Open MPI Development Mailing List Archives

  |   Home   |   Support   |   FAQ   |   all Development mailing list

Subject: Re: [OMPI devel] System V Shared Memory for Open MPI: Request forCommunity Input and Testing
From: Sylvain Jeaugey (sylvain.jeaugey_at_[hidden])
Date: 2010-06-10 04:57:54

On Thu, 10 Jun 2010, Paul H. Hargrove wrote:

> One should not ignore the option of POSIX shared memory: shm_open() and
> shm_unlink(). When present this mechanism usually does not suffer from
> the small (eg 32MB) limits of SysV, and uses a "filename" (in an
> abstract namespace) which can portably be up 14 characters in length.
> Because shm_unlink() may be called as soon as the final process has done
> its shm_open() one can get approximately the safety of the IPC_RMID
> mechanism, but w/o being restricted to Linux.
> I have used POSIX shared memory for another project and found it works
> well on Linux, Solaris (10 and Open), FreeBSD and AIX. That is probably
> a narrow coverage than SysV, but still worth consideration IMHO.
I was just doing research on shm_open() to ensure it had no limitation
before introducing it in this thread. You saved me some time !

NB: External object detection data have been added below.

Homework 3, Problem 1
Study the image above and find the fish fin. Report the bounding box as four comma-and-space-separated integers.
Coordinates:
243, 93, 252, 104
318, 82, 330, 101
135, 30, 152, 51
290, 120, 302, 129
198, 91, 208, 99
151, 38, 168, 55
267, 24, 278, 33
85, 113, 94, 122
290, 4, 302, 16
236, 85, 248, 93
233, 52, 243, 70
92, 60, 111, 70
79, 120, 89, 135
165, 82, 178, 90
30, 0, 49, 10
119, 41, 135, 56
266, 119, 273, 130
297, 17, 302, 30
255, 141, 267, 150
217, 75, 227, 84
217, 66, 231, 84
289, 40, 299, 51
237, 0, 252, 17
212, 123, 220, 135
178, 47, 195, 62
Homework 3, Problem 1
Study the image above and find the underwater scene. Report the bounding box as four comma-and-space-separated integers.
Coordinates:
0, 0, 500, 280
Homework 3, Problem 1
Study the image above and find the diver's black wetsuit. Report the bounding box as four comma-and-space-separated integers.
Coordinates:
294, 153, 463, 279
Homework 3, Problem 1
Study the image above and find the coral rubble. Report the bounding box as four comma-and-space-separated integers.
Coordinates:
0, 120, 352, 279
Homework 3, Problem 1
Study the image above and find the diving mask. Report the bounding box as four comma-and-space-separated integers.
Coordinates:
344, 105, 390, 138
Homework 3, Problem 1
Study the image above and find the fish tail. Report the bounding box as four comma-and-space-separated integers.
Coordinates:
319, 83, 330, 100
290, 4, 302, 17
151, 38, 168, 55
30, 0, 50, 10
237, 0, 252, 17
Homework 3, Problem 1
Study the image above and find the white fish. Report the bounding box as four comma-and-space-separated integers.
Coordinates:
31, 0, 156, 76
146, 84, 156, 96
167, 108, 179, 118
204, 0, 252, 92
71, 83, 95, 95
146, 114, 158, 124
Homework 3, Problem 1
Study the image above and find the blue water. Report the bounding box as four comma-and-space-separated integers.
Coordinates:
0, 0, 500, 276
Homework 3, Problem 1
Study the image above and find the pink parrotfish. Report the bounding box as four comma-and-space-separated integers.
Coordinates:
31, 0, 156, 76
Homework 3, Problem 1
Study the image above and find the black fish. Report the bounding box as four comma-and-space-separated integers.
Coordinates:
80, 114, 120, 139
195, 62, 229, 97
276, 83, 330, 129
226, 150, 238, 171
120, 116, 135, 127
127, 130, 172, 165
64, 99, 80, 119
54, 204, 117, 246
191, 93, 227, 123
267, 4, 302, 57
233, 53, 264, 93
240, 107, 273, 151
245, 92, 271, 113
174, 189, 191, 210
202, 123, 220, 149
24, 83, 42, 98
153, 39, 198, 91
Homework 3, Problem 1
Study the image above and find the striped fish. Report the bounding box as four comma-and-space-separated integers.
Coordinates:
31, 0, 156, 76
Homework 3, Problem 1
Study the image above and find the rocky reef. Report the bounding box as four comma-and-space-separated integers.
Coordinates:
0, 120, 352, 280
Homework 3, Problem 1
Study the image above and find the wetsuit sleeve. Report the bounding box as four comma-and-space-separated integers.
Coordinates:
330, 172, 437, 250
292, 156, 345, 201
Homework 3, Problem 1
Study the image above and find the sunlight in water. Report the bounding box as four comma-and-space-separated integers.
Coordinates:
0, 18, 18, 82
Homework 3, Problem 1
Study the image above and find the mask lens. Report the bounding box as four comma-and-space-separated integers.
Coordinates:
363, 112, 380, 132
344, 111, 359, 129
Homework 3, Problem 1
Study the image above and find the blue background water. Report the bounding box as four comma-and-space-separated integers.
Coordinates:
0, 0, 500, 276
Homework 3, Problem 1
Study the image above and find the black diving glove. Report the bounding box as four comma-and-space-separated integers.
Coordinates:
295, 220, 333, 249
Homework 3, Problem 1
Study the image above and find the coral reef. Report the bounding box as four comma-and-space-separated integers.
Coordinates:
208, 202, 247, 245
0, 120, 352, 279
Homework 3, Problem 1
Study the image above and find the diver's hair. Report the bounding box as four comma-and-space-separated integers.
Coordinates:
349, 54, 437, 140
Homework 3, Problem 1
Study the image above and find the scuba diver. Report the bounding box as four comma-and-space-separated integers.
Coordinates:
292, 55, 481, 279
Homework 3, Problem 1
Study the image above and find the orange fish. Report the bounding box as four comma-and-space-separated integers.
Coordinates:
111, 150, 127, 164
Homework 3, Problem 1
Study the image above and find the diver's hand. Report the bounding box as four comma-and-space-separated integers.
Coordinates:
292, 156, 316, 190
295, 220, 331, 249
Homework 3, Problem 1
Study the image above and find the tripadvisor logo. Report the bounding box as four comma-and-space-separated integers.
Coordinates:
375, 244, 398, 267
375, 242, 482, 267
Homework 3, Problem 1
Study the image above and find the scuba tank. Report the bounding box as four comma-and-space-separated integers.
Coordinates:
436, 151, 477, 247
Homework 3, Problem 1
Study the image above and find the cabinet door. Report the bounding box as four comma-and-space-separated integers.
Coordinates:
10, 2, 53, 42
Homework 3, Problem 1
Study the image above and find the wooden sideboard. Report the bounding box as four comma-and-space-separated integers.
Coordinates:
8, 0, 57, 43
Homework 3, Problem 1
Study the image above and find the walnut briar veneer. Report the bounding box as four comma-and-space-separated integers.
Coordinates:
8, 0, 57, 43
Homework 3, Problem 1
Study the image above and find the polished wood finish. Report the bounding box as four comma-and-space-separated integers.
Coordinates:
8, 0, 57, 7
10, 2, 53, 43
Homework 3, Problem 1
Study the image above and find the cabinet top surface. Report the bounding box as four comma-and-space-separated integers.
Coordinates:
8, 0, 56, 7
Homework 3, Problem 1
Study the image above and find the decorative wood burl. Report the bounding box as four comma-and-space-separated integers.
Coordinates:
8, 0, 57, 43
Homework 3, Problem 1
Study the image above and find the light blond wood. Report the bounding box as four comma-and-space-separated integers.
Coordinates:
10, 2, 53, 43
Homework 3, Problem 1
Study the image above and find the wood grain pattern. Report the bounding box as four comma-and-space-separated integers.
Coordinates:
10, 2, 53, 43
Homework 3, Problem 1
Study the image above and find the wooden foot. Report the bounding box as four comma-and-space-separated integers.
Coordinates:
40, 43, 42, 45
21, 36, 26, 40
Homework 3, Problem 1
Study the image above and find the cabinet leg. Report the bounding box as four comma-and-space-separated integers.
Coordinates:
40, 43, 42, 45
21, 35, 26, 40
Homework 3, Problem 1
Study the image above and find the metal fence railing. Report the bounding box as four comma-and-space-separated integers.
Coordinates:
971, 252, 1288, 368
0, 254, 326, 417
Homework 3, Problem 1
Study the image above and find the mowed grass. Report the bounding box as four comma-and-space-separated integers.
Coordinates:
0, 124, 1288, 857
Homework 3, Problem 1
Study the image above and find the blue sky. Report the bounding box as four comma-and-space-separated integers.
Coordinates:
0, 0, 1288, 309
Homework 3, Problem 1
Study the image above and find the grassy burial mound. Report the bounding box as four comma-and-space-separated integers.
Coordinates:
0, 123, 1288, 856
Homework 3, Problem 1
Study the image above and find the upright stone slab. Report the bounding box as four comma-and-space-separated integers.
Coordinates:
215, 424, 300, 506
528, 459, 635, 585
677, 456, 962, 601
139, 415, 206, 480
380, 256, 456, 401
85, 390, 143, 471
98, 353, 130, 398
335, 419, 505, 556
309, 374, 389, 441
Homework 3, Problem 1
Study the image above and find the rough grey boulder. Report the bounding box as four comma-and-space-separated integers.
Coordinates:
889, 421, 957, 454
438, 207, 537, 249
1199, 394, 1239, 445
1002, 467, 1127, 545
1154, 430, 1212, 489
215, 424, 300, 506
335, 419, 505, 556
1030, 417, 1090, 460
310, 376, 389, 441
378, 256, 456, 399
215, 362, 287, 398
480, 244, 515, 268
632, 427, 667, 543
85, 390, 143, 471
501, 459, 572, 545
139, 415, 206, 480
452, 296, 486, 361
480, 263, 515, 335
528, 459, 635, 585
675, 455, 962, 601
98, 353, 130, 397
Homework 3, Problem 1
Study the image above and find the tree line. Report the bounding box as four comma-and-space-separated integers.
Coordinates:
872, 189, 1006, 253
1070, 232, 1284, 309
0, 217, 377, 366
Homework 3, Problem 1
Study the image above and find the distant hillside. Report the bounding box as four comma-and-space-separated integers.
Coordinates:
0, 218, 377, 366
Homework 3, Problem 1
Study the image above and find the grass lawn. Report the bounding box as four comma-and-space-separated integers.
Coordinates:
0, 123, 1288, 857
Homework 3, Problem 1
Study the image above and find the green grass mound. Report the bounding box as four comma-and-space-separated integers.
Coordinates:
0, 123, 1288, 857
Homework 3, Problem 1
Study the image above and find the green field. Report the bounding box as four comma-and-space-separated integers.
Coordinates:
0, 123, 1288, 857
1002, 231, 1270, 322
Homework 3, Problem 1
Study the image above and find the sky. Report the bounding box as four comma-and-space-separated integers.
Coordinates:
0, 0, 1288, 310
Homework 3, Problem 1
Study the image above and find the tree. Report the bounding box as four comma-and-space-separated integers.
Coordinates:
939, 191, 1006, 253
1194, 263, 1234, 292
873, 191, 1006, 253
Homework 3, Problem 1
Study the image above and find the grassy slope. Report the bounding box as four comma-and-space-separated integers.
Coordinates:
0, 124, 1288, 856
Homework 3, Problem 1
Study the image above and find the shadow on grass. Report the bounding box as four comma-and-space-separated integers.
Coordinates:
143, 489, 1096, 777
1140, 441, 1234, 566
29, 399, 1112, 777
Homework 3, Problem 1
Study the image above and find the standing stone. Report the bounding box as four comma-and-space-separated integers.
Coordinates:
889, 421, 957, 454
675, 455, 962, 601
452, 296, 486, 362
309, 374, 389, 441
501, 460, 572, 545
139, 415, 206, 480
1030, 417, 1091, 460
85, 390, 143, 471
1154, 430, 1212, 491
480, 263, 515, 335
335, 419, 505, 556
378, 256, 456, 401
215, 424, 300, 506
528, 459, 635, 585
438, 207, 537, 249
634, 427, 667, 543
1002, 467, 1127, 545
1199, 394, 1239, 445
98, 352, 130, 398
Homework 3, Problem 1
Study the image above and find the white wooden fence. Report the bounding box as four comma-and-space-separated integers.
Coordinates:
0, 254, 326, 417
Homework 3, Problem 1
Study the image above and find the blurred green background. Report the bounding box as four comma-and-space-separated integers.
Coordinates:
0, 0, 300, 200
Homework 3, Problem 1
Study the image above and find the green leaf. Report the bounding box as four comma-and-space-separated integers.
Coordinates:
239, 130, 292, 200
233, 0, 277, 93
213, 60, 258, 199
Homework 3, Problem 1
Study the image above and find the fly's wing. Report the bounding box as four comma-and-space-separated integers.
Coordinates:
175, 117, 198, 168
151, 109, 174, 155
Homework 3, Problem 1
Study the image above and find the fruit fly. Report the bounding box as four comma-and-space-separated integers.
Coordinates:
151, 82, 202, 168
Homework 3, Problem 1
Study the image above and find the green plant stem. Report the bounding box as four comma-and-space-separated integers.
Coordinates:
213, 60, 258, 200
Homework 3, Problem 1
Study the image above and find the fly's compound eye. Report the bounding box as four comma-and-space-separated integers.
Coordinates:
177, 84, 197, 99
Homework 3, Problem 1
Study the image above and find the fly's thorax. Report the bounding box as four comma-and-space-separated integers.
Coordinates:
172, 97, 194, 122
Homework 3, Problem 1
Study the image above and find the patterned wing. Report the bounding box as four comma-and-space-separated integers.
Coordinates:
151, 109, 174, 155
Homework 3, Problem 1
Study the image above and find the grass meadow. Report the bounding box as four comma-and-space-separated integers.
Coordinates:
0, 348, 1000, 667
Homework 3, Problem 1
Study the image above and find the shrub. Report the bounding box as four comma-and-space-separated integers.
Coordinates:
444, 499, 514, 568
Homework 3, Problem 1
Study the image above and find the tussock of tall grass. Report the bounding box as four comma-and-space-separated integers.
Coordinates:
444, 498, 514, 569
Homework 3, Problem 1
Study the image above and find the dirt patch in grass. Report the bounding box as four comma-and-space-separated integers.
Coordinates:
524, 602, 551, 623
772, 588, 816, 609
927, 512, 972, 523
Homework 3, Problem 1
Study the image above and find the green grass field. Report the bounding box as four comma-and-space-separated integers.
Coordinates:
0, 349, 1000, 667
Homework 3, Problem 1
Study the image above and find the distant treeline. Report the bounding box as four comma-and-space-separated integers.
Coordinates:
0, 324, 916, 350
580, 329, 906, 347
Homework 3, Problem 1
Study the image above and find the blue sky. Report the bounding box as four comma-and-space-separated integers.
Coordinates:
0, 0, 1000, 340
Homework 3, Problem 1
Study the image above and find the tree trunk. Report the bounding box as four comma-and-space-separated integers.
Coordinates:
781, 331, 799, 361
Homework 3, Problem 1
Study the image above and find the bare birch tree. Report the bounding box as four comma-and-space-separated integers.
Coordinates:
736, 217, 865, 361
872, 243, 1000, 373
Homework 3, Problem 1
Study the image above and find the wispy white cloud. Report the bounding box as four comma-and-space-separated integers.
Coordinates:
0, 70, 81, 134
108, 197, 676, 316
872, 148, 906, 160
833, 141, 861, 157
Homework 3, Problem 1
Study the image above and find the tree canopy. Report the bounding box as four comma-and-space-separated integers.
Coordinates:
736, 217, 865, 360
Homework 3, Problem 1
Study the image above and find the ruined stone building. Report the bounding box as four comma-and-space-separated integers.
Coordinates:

> With mmap(), SysV and POSIX (plus XPMEM on the SGI Altix) as mechanisms
> for sharing memory between processes, I think we have an argument for a
> full-blown "shared pages" framework as opposed to just a "mpi_common_sm"
> MCA parameter. That brings all the benefits like possibly "failing
> over" from one component to another (otherwise less desired) one if some
> limit is exceeded. For instance, SysV could (for a given set of
> priorities) be used by default, but mmap-on-real-fs could be
> automatically selected when the requested/required size exceeds the
> shmmax value.
Would be indeed nice.

> As for why mmap is slower. When the file is on a real (not tmpfs or other
> ramdisk) I am 95% certain that this is an artifact of the Linux swapper/pager
> behavior which is thinking it is being smart by "swapping ahead". Even when
> there is no memory pressure that requires swapping, Linux starts queuing swap
> I/O for pages to keep the number of "clean" pages up when possible. This
> results in pages of the shared memory file being written out to the actual
> block device. Both the background I/O and the VM metadata updates contribute
> to the lost time. I say 95% certain because I have a colleague who looked
> into this phenomena in another setting and I am recounting what he reported
> as clearly as I can remember, but might have misunderstood or inserted my own
> speculation by accident. A sufficiently motivated investigator (not me)
> could probably devise an experiment to verify this.
Interesting. Do you think this behavior of the linux kernel would change
if the file was unlink()ed after attach ?